Price Erosion for Analog ICs Will Ease in 2014



The analog semiconductor market will post steady if not stellar growth through 2017 when revenue will total nearly $40 billion.
Buyers can expect short lead times and falling prices for analog semiconductors through 2014, although price erosion next year will be less than in 2013.

The analog IC market will grow just 1% in 2013 to $42 billion and then rise 3% to $43.2 billion in 2014, according to researcher IC Insights, Scottsdale, Ariz. Analog ICs include voltage regulators and reference devices, data converters, comparators, interface ICs, and application-specific analog ICs.

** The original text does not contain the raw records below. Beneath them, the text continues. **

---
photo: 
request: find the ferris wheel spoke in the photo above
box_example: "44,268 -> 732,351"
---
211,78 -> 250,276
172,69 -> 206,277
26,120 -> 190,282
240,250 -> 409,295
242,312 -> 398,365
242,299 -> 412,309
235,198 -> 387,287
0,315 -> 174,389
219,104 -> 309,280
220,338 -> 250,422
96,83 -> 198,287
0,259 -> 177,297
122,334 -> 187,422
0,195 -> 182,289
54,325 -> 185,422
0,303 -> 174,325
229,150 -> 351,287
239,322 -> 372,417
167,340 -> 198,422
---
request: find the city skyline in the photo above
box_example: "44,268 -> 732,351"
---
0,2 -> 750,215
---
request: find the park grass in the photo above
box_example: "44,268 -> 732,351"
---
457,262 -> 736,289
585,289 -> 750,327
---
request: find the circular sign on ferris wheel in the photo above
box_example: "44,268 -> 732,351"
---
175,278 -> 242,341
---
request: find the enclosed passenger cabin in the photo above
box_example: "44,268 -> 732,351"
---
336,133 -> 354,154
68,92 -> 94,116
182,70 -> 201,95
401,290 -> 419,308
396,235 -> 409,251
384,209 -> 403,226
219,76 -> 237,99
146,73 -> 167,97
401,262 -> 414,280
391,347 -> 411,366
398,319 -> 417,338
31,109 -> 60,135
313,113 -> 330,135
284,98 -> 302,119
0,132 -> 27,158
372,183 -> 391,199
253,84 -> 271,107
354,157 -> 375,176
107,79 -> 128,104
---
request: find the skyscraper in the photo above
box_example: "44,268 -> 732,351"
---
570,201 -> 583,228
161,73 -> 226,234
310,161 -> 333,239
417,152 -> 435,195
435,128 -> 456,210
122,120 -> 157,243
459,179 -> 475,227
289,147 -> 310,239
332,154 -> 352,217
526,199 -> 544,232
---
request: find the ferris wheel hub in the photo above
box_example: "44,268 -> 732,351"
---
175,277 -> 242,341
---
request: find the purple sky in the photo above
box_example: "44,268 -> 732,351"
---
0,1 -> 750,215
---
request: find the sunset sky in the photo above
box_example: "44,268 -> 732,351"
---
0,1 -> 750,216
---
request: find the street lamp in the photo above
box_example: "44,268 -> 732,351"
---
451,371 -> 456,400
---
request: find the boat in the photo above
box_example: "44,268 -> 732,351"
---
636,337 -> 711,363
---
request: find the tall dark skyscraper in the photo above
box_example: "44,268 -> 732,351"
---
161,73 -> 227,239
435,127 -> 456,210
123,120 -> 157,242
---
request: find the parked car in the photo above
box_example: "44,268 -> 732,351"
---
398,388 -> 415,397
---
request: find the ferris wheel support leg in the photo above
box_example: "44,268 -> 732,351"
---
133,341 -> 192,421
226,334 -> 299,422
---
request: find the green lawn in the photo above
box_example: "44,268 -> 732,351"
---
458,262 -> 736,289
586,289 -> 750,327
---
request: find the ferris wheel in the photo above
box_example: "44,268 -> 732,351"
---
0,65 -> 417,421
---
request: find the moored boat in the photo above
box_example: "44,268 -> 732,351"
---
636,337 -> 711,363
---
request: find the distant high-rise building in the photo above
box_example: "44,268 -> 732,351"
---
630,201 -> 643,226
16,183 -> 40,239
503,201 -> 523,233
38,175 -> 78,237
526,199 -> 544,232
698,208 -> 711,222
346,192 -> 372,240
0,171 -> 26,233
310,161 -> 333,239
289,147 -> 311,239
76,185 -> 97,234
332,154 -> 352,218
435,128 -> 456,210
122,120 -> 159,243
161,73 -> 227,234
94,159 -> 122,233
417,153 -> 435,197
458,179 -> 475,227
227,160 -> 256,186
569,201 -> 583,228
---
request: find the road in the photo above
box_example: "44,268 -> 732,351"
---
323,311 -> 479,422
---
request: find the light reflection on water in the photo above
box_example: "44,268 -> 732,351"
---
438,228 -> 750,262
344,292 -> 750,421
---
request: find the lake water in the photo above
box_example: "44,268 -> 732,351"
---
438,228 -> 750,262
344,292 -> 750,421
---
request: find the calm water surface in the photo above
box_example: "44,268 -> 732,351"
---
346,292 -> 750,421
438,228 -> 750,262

While revenue growth is modest, unit shipments are strong, especially for power management analog chips, the researcher says. Unit shipments will grow 14% in 2013.

“Business now is stable, but not growing rapidly,” says Todd Reimund, director of corporate marketing for Linear Technology, Milpitas, Calif. “Supply conditions have been very stable. Our lead times are close to four weeks for most products, and for some products we have two-week lead times,” he says.

Brian Matas, IC Insights vice president of research, notes that so far in 2013, demand has been robust for power management ICs as first-half shipments grew 18% compared to the first half of 2012. “A lot of that has to do with low-power, battery-operated applications, which are big drivers of the analog segment,” he says.

Power management IC growth was strong for Texas Instruments in the third quarter, according to Ron Slaymaker, TI vice president and head of investor relations. TI’s overall analog IC revenue grew 11% in the third quarter, and much of that growth was due to strong demand for power management ICs.

Slaymaker says many customers’ segments had cut inventory levels for analog in the second quarter. In the third quarter, customers replenished some of their analog inventories.

Although 2013 will not be a banner year for analog ICs, TI will increase its revenue share in the segment, according to Slaymaker.

Revenue growth will be modest in 2013 because of the decline in average prices despite strong unit growth demand. The average price of an analog chip will fall 11% and will decline another 3% in 2013, according to Matas.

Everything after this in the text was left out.